Barton Springs is a famous Austin landmark that should not be missed. Tourists and locals alike flock to this unique part of Austin’s history and culture. Going with kids might feel overwhelming if you’ve never been there before. These helpful tips will show you how to do Barton Springs with kids.
2201 William Barton Dr, Austin, TX 78746
Closed Mondays and Thursdays. Other days it is open from 5 a.m. – 10 p.m.

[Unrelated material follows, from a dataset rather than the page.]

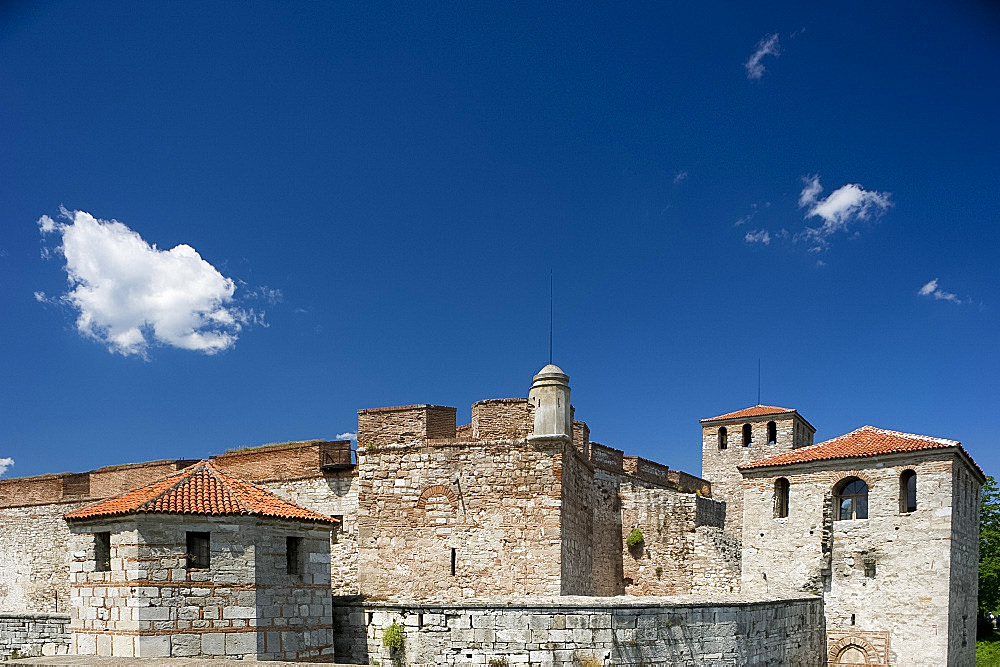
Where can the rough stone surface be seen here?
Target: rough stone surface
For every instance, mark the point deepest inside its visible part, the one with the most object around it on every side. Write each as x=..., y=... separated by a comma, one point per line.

Entry Fee for Austin residents:
$5 adult, $3 teen, $2 child, $2 senior
Entry Fee for nonresidents:
$9 adult, $5 teen, $4 child, $5 senior
Tip #1 Reserve tickets ahead of time
They are now requiring pre-purchased tickets before you go. I actually love this new change, since it significantly cuts down on the waiting in line from the Before Times. We made reservations on the same day we wanted to go, printed out our tickets, and walked right up to the gate- no waiting in a super long line with impatient kids on a hot day! It’s a thing of beauty. The online reservation system used to be super confusing, but they’ve updated it and made it much easier. Go here for online reservations and tickets to Barton Springs. You may also purchase tickets with a credit card at the kiosks in front of Barton Springs.
Tip #2 Parking
There is a parking lot next to Barton Springs, but it gets packed and can be really hard to get a spot. It’s free to park here on weekdays, but they charge on weekends, holidays, and for events. Zilker Park has more parking that costs $3 to park from March – September.
Tip #3 Food and Drinks
Kids require snacks, and that’s non-negotiable. However, Barton Springs does not allow you to bring in food! What’s a mom to do?! Luckily, you can bring in sealed water bottles with a twist off lid. You can get a hand stamp to exit Barton Springs and come back in without having to pay again, so that you can leave for food as needed. You have two options. One is leaving a cooler and snacks in your car, assuming you get a close enough parking spot. Two is purchasing food from the vendors set up right outside Barton Springs.
Tip #4 Floaties and Zero-Depth Entry
If your kids still need floaties to help them swim, or you just want to float around during your trip to Barton Springs, keep in mind that floaties are only allowed in the deep section or shallow section of the pool. You must take them to the far right or far left of the diving board. We like to head all the way to the right towards the shallow, zero-depth entry point of the pool. It helps you wade in and get used to the temperature of the water (which stays at 68 degrees year round!). You can use floaties in this section and it’s safer for younger kids.
Keep in mind that this is a natural, spring-fed pool, and the algae that grows on the pool floor is extremely slippery over here! Kids (and adults) slip over here all the time. Walk slowly and watch your step! Water shoes can help. Floaties are not permitted near the diving board section of the pool.
Tip #5 Search for Creatures
This is a natural, spring-fed swimming hole, so there will be fish and other creatures swimming around. It’s also home to the Barton Springs Salamander, so be on the lookout for those little guys!
Tip #6 People Watching
One of our favorite things to do at Barton Springs is watch the people flipping and jumping off the diving board. The kids may even work up the courage to try diving for themselves. One thing to keep in mind while people watching at Barton Springs is that topless sunbathing is allowed. You might see more than you were expecting here!
Other things to keep in mind
Pets are not allowed. It’s free to swim during the early morning, non-lifeguard, open-swim hours each day from 5-8 a.m. No alcohol is allowed inside Barton Springs. The free side to Barton Springs is just to the left (if you are facing the pool from outside). It’s referred to as Barking Springs, because that’s where most people bring their dogs to swim. You can visit the nearby playground at Zilker Park if your kids want to play some more.